Ricoeur es un autor que pensó a fondo el problema de la legitimidad de la presencia de la religión en la vida pública. A pesar de ser un creyente convencido, ello en absoluto anuló su compromiso filosófico, todo lo contrario: en su reflexión social, mantuvo siempre una mirada vigilante y crítica sobre su discurso, defendiendo lo que denominaba un sano y sincero ‘agnosticismo filosófico’. Él lo argumentaba explicando que era el mejor modo de respetar a los otros, y que, en caso contrario, en caso de emplear argumentos de fe en el debate filosófico y político, fácilmente se podía caer en un dogmatismo, dado que estos argumentos, por su misma naturaleza, difícilmente pueden ser subsumidos en un debate lógico-argumentativo, como explica Domingo Moratalla. A sabiendas del riesgo de caer en una especie de ‘esquizofrenia intelectual’, esta es la postura que asumió. Ello no para renunciar a la dimensión pública de su fe, sino precisamente para poder debatir y defender desde ahí la legitimidad de su presencia en la vida social y política. De hecho, su reflexión al respecto es el precipitado de no pocas discusiones y polémicas, vividas y sufridas durante su propia biografía.

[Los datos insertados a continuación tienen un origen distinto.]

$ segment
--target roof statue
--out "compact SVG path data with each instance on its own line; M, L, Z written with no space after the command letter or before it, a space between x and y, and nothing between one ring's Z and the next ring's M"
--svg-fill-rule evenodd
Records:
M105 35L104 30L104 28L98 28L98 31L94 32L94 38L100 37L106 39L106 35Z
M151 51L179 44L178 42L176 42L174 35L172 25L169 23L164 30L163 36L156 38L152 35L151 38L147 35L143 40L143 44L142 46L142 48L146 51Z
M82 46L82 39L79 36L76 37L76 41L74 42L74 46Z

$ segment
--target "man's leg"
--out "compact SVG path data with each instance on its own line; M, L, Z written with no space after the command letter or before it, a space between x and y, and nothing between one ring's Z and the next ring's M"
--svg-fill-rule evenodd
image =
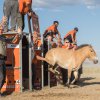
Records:
M11 30L16 30L17 24L17 13L18 13L18 1L12 1L12 9L11 9Z

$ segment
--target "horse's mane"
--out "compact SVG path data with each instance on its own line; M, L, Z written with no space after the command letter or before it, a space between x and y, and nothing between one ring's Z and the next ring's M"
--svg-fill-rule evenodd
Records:
M90 44L82 44L82 45L78 46L78 48L76 50L81 49L81 48L86 47L86 46L92 47Z

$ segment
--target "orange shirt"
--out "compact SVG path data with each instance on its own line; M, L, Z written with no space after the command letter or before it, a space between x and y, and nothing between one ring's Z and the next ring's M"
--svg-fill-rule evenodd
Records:
M63 45L62 48L67 48L67 46Z
M69 32L64 36L64 38L66 38L66 37L69 36L69 35L73 36L73 38L75 39L76 31L75 31L75 30L69 31Z
M19 0L19 12L26 14L29 12L30 8L26 6L27 4L32 5L32 0Z

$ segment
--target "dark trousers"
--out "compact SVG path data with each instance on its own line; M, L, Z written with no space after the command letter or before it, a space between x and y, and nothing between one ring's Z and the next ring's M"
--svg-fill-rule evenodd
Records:
M11 18L11 29L16 29L16 21L18 14L18 0L5 0L3 6L4 16L9 19ZM5 30L8 29L8 25L5 27Z

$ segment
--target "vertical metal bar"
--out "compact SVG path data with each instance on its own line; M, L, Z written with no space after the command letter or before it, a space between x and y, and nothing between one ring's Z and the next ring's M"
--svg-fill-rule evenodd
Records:
M23 73L22 73L22 39L19 41L19 62L20 62L20 91L23 92Z
M48 39L48 50L50 49L50 41ZM49 72L50 65L48 64L48 86L50 87L50 72Z
M44 54L43 54L43 37L42 37L42 53L41 53L41 56L43 57ZM42 88L44 87L44 66L43 66L43 61L42 61L42 64L41 64L41 67L42 67Z
M28 28L29 28L29 90L32 91L32 46L31 46L31 23L30 18L27 15L28 18Z

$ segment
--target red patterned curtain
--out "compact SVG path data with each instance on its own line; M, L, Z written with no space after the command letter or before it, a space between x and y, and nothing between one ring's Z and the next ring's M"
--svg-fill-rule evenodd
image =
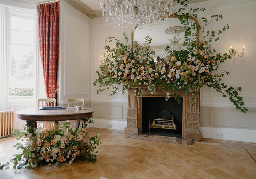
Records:
M39 45L47 98L57 88L59 60L59 4L37 5ZM57 92L51 98L57 99Z

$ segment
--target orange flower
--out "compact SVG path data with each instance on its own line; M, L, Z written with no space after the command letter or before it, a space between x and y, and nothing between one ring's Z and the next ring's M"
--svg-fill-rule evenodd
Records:
M51 141L51 144L52 145L54 145L55 144L56 144L56 142L55 142L55 140L53 139Z

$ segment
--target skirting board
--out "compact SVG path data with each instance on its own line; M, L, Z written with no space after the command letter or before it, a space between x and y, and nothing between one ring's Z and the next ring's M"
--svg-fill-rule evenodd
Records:
M200 127L202 138L256 143L256 130ZM215 137L222 134L222 138Z
M124 128L127 126L127 122L115 120L96 119L94 118L95 123L90 124L90 126L93 128L108 128L111 129L124 130ZM107 127L107 125L111 125L111 128Z

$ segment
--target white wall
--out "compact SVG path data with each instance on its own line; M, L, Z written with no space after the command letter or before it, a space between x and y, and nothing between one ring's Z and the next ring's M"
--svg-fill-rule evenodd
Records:
M68 98L90 102L90 41L91 19L64 1L60 3L58 103Z
M209 0L191 4L190 7L206 9L204 12L198 13L197 20L201 24L202 16L210 20L213 15L223 15L223 19L208 26L208 30L217 31L229 24L230 29L221 35L220 40L213 42L213 48L224 53L228 52L231 45L238 52L241 51L244 45L245 46L244 57L235 61L228 60L220 64L219 71L230 72L230 75L223 78L224 82L228 86L242 88L240 95L243 97L249 111L246 114L243 114L235 109L229 99L224 98L214 90L203 87L201 91L200 102L202 137L256 142L254 137L256 132L256 80L253 75L253 69L256 69L256 61L253 57L256 55L256 51L254 50L256 41L256 0ZM173 7L173 11L175 12L179 7ZM127 105L127 95L110 97L108 96L109 92L107 91L97 95L96 87L92 86L92 82L96 77L96 72L99 69L101 54L104 52L106 39L108 36L115 36L120 40L123 38L123 31L120 27L113 29L112 26L109 26L104 20L105 18L92 20L91 107L96 110L95 118L101 119L96 126L106 128L108 123L117 122L120 124L116 128L114 125L112 128L123 129L126 126L123 123L126 121L126 108L124 108L124 105ZM128 27L125 31L129 36L131 29ZM123 118L120 117L122 113ZM223 138L215 138L216 133L223 134Z

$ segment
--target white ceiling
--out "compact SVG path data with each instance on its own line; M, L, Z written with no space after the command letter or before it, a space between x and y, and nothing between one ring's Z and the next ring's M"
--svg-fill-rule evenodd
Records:
M102 0L80 0L81 1L88 5L93 10L99 10L100 9L100 3Z

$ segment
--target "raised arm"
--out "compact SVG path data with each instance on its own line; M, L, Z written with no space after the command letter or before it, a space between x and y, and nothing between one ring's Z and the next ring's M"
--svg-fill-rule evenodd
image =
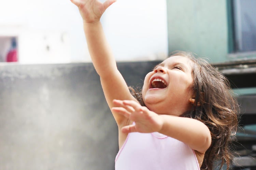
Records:
M106 39L100 19L106 9L115 0L101 3L97 0L71 0L79 8L93 63L100 78L105 97L110 107L114 99L136 100L130 94L117 70L114 57ZM113 113L118 125L125 119Z

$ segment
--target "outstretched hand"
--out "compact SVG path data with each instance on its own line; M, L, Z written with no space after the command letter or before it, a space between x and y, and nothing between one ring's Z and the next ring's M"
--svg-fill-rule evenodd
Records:
M133 100L114 100L113 102L118 107L112 107L112 112L122 115L135 123L123 127L123 132L149 133L158 132L162 128L162 117L146 107Z
M76 5L84 22L91 23L99 21L106 9L116 0L107 0L102 3L98 0L70 0Z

Una de estas reflexiones tiene que ver con la distinción a la que da pie el título del post, con dos dimensiones de la laicidad. Vaya por delante que en los Estados occidentales la laicidad se ha erigido como una postura generalizadamente aceptada, por lo menos en teoría; porque en la práctica el asunto ya es más complejo, cayendo en no pocas ocasiones en situaciones de laicismo recalcitrante. No es lo mismo la laicidad que el laicismo.

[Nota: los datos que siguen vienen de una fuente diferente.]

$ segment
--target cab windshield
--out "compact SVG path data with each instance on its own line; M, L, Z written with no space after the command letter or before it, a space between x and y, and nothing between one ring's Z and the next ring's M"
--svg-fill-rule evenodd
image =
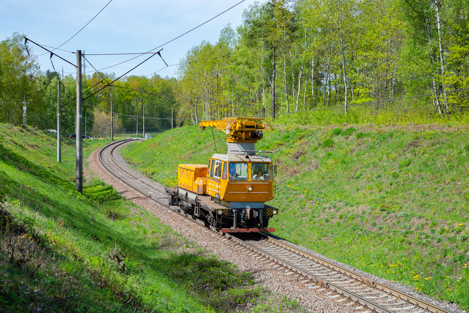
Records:
M247 163L230 163L228 171L230 180L248 180Z
M252 163L251 175L252 180L270 180L270 163Z

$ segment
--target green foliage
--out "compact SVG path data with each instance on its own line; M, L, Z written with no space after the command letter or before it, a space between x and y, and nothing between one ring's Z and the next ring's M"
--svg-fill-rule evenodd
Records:
M231 311L236 305L254 302L261 289L253 288L250 273L240 273L226 261L183 254L168 265L170 275L184 284L201 303L217 311Z
M342 134L344 136L350 136L356 131L356 129L355 127L349 127L344 131L342 131Z
M469 203L463 186L469 159L457 148L467 140L465 131L446 125L438 131L435 125L353 127L352 134L364 133L366 142L336 136L334 148L325 150L317 143L329 138L333 128L290 125L266 132L258 144L263 150L282 143L271 157L279 174L276 197L269 203L281 211L269 226L276 227L283 238L387 279L413 286L416 273L431 276L434 283L422 283L425 294L467 307L469 302L461 295L469 284L453 278L445 284L446 276L466 275L464 263L447 266L447 258L469 251ZM180 162L174 156L192 149L184 138L198 133L196 127L173 130L129 145L123 153L137 168L156 168L155 178L166 184ZM222 146L224 134L215 134L217 147ZM301 142L290 139L298 134L303 136ZM204 132L200 138L189 161L206 164L214 152L213 139ZM302 159L288 156L302 148ZM449 168L447 160L459 165ZM376 226L371 227L373 222Z
M334 142L332 139L326 139L321 144L321 146L323 148L330 148L334 145Z
M363 133L361 131L355 134L355 138L357 139L360 139L363 137L363 135L365 134L364 133Z
M122 198L112 186L106 186L103 183L94 186L85 186L83 188L83 195L96 203L102 203Z
M335 136L339 135L341 132L342 132L341 128L334 128L332 130L332 134Z
M405 168L412 164L412 159L406 159L399 162L400 168Z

Se ha andado mucho en este sentido: desde las cruentas guerras de religión de no hace muchos siglos, en los que los Estados no podían abstenerse de la adopción de una postura de fe, hasta la actualidad contemporánea, en la que precisamente los Estados modernos nacen con la postura inicial de una abstención respecto a toda profesión de fe, alcanzándose un estatus de tolerancia en torno al cual se trata de sobrellevar ese difícil equilibrio entre religiones y otro tipo de creencias. La situación actual, más amable en general, no ha sido fruto de la casualidad, sino que se ha tenido que andar mucho para dejar atrás, en primer lugar, los dogmatismos religiosos de carácter teológico-político, pero también, más reciente, ese laicismo más agresivo característico de hace unas pocas décadas, que imponía al Estado una postura beligerante contra la religión; no una postura neutra sino antirreligiosa, defendida vehementemente. Ambas posibilidades, Estados confesionales y laicistas, parece que no tienen cabida en nuestra época, apostando por los Estados laicos, aunque dicha laicidad no deje de entrañar un equilibrio complejo. Esa dificultad seguramente tenga que ver con el diferente modo de entender la laicidad por parte del Estado y por parte de la sociedad, algo que él articula en torno a esas dos dimensiones: la primera es una laicidad de abstención, y la segunda de confrontación. ¿Qué quiere decir exactamente?
La laicidad de abstención tiene que ver con la postura adoptada por el Estado, y que viene a ser un ‘agnosticismo institucional’, que no quiere decir ignorancia mutua entre la vida civil y la religiosa, sino distinción y delimitación de los poderes y los roles del Estado y de las Iglesias. Esto es lo que comúnmente entendemos por laicidad: un Estado agnóstico que no se preocupa por asuntos religiosos, aunque permite mejor o peor su existencia en la esfera pública. Pero hay una laicidad diferente, que es la referida a cómo se vive esto de facto en la sociedad civil, de un modo más vivo, activo, dinámico, polémico si se quiere. Esta segunda es una laicidad positiva, más allá de la laicidad negativa de la abstención institucional: es una laicidad de confrontación, entendiendo ‘confrontación’ no en sentido peyorativo, todo lo contrario, sino en sentido vivificador: «la laicidad positiva en este planteamiento ricoeuriano no se define por la recuperación de determinados contenidos sino por la necesidad de que esos contenidos aparezcan en la ‘plaza pública’, se enfrenten y confronten». No hay un límite claro entre ambas dimensiones de la laicidad: se permean y se confunden, no sabiendo muy bien dónde acaba una y dónde comienza la otra, pero son fácilmente distinguibles. Quizá donde mejor se dé el problema de su coexistencia sea en la escuela pública la cual, por un lado, depende del Estado y, por el otro, de la sociedad civil que la delega en él. De qué modo se articule esta coexistencia dependerá de la madurez de la sociedad, de cómo sea capaz de vivir la tolerancia, verdadero fundamento de la laicidad.